Cleaning out the inbox: A mishmash of ACA items
This is incredibly face-slappingly depressing news:
Insurance experts say it's hard to know how many people opted to forego insurance and take a tax penalty and now have decided they want insurance, and also how many simply failed to sign up in time and now regret the decision.
But confusion over the new health law, also known as Obamacare, kept some from enrolling, health insurance experts say.
Some people thought they didn't have to meet the new health law's deadline because they didn't qualify for a premium subsidy from the federal government, said Carrie McLean, director of customer care at eHealthInsurance.com, a private Web-based insurance broker. Others thought that only people who wanted to purchase insurance through Covered California, the state's health benefit exchange, had to do so by March 31, she said.
And, according to a Kaiser Family Foundation survey in March, more than 60% of those without health coverage were unaware of the enrollment deadline for most people to sign up for individual health coverage.
Now they're stuck with a tax penalty, and no matter how much money they have to spend on insurance premiums, they can't buy a comprehensive, major medical policy until the next open enrollment in November. And in the meantime they can be turned down for pre-existing conditions by alternative plans.
Not exactly shocking news, but still nice to see off-exchange QHPs given their due officially:
The Kaiser Family Foundation estimates between 3 million and 3.5 million new people signed up for health insurance either through insurance companies or brokers in March.
It estimates a total of 15 million people now have individual insurance through the private market.
Under ObamaCare, people had to have insurance by the end of March to avoid a tax penalty next year. The administration eventually extended this deadline to the middle of April to give people more time to sign up for plans.
The administration has said 8.1 million people signed up for an ObamaCare plan by the beginning of April.
Kaiser’s findings suggest that the number of people purchasing health insurance grew even accounting for people who saw their existing plans canceled because of new requirements under ObamaCare.
Medicaid expansion is a HUGE opening for Democrats, even/especially in red states:
Democrats have found a big piece of Obamacare that nearly all factions of their party can back — and they say it’ll be a winning issue on the campaign trail this fall.
Even some of the Democrats running for reelection in red states are embracing the Affordable Care Act’s optional Medicaid expansion and, along with their compatriots, pressuring Republican governors and legislatures to do the same.

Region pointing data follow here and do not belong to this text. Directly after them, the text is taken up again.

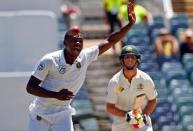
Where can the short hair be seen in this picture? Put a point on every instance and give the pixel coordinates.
(73, 33)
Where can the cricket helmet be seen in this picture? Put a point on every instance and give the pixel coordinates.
(130, 49)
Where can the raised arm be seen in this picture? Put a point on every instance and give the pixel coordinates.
(113, 38)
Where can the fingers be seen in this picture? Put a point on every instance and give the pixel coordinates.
(130, 7)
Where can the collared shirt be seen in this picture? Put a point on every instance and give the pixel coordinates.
(56, 75)
(123, 94)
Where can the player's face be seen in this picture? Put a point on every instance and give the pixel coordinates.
(130, 61)
(74, 45)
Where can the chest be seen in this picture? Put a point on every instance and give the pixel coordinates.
(61, 70)
(129, 91)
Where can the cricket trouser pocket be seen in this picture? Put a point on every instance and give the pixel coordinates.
(50, 118)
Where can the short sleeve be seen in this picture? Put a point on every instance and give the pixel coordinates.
(150, 89)
(111, 92)
(42, 68)
(92, 53)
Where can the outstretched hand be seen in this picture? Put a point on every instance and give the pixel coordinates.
(131, 14)
(64, 94)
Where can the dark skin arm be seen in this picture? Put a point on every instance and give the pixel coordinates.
(34, 89)
(118, 35)
(150, 107)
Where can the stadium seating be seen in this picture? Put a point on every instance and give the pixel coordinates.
(26, 36)
(178, 21)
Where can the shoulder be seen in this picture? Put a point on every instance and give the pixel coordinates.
(144, 75)
(116, 78)
(90, 49)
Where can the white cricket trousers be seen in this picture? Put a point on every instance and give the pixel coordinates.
(55, 122)
(127, 127)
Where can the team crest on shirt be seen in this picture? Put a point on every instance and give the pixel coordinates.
(41, 66)
(78, 64)
(62, 69)
(120, 88)
(140, 86)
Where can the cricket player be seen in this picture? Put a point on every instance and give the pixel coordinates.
(131, 91)
(59, 75)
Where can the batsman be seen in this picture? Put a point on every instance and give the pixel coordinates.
(131, 94)
(59, 75)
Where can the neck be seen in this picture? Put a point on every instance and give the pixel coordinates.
(69, 58)
(129, 74)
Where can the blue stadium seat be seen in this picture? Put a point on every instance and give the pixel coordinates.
(166, 119)
(178, 21)
(187, 122)
(187, 57)
(169, 66)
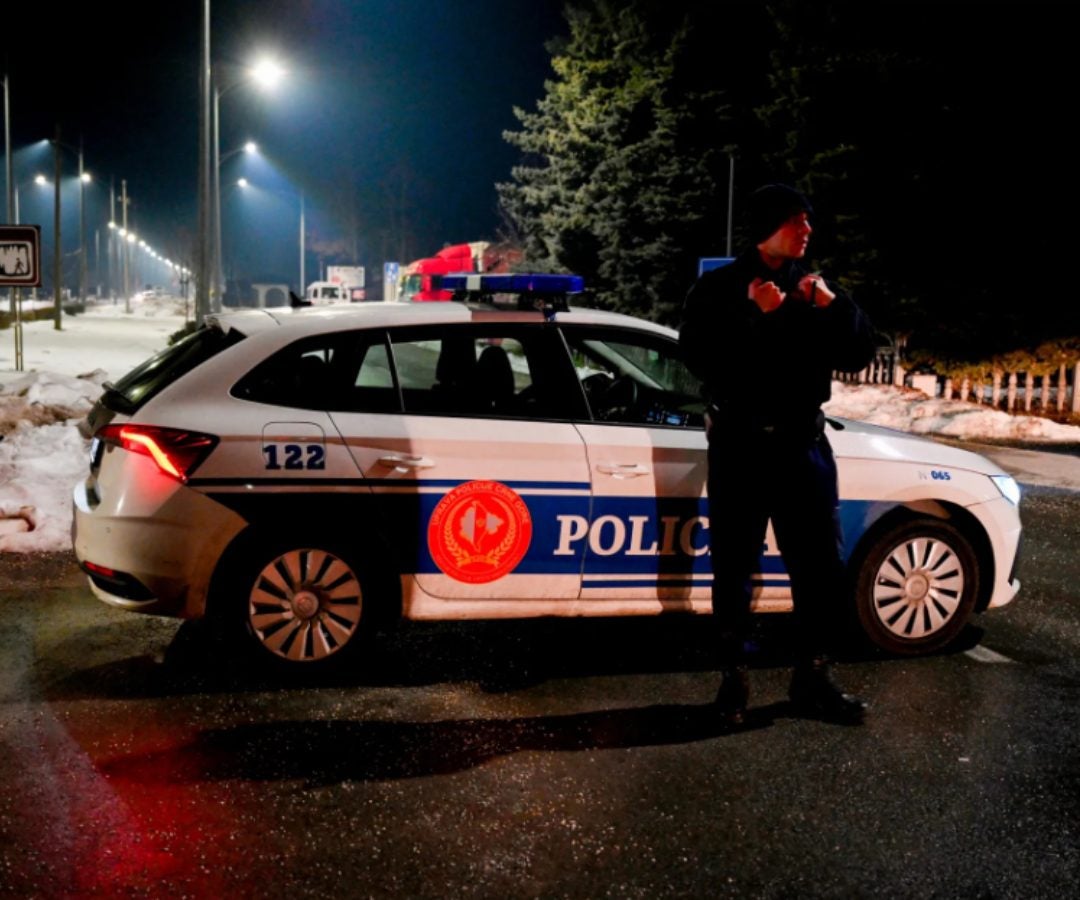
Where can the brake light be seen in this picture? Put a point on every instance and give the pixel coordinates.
(177, 452)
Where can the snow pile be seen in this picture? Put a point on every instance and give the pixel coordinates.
(906, 410)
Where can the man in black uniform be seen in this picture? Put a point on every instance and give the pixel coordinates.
(765, 336)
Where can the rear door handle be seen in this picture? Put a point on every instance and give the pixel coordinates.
(622, 470)
(405, 462)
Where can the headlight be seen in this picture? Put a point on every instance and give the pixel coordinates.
(1009, 488)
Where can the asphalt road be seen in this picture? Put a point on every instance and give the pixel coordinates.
(566, 759)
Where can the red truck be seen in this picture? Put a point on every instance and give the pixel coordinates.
(420, 279)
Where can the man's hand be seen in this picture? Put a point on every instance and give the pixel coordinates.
(766, 294)
(813, 289)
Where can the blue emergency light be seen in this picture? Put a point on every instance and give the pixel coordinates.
(544, 292)
(514, 283)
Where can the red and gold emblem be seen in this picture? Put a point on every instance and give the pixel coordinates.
(480, 532)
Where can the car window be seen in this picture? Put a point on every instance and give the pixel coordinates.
(129, 393)
(635, 378)
(490, 370)
(347, 372)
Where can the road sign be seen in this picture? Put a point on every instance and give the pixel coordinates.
(21, 255)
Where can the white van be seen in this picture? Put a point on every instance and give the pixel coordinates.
(322, 293)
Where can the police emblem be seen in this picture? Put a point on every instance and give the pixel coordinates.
(480, 532)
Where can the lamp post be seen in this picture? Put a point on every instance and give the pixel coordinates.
(10, 186)
(57, 255)
(267, 74)
(243, 183)
(83, 178)
(56, 233)
(250, 147)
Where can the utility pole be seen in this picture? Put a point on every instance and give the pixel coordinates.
(204, 254)
(57, 256)
(82, 228)
(11, 182)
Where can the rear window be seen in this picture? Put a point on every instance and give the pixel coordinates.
(161, 370)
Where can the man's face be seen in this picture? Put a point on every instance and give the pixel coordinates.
(788, 241)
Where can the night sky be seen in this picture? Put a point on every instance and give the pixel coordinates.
(392, 116)
(391, 112)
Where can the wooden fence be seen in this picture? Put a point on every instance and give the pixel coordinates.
(1049, 394)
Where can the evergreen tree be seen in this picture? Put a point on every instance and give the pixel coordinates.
(621, 158)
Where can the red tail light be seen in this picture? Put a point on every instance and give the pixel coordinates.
(176, 452)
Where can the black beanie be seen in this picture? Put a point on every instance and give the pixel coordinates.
(770, 206)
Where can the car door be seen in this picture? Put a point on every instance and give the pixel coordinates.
(649, 532)
(478, 460)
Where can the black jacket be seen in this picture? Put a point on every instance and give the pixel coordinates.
(771, 368)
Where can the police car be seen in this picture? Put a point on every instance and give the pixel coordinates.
(302, 473)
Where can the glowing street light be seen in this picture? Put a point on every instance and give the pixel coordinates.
(250, 147)
(266, 74)
(243, 183)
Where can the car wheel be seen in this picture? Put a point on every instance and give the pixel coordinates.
(916, 587)
(304, 604)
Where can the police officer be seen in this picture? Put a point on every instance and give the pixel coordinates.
(765, 336)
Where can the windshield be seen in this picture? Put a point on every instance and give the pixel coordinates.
(161, 370)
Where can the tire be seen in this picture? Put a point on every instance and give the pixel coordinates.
(302, 605)
(916, 587)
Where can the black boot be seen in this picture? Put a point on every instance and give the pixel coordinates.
(731, 698)
(814, 695)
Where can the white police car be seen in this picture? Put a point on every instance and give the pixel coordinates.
(302, 472)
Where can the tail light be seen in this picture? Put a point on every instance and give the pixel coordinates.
(177, 452)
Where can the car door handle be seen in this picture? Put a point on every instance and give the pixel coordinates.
(406, 461)
(622, 470)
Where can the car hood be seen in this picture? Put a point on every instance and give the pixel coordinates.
(858, 440)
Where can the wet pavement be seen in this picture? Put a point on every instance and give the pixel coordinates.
(545, 759)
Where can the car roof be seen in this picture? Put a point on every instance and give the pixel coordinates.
(382, 314)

This growing support to expand Medicaid comes as Democrats feel increasingly comfortable touting the health care law, a slow change buoyed this spring by the positive news of Obamacare’s 8 million enrollees.
...Moreover, polls show that Medicaid expansion could provide a big political boost. It’s far more popular than Obamacare itself.
“We’re going to have, for the first time in a little while, Democrats in vulnerable states and safe states all speaking with one voice in part because of the political momentum growing behind Medicaid expansion,” Sen. Chris Murphy (D-Conn.), the Senate Democrats’ point person on health care messaging, told POLITICO in an interview.
...“Having cowered in a corner for a good part of the last four years, it’s hard to change your behavior,” he said. “It’s hard for people to immediately pivot from being on the defense in the fall [as HealthCare.gov crashed] to being on the offense. The news went from terrible to great in an instant, and sometimes it’s hard for your strategy to catch up.”
The HHS has cited the lack of an online component in the SHOP enrollment process on Healthcare.gov as one reason it has yet to release any data on the number of small businesses that have enrolled in the Affordable Care Act’s federal SHOP marketplace.
Without the automated online enrollment system, CMS is unable to gather enrollment data itself, but will instead collect enrollment information from insurance companies.
The HHS has repeatedly denied knowing when SHOP enrollment numbers will be available, but on background from one HHS official, the agency doesn’t anticipate having SHOP enrollment data until later this year.
The process of collecting that data from the insurance companies is still being finalized, according to the official.
And finally...
The uninsured rate is 13.4 percent for the second month in a row, after dropping from 17.1 percent at the end of 2013, according to new Gallup data. In other words, the uninsured rate is 22 percent lower now than it was before Obamacare. Skeptics have argued that most Obamacare enrollments are people with cancelled plans, but it's hard to ignore the fact that an estimated 11 million people gained insurance during a nationwide push to enroll people. At the very least, Obamacare helped.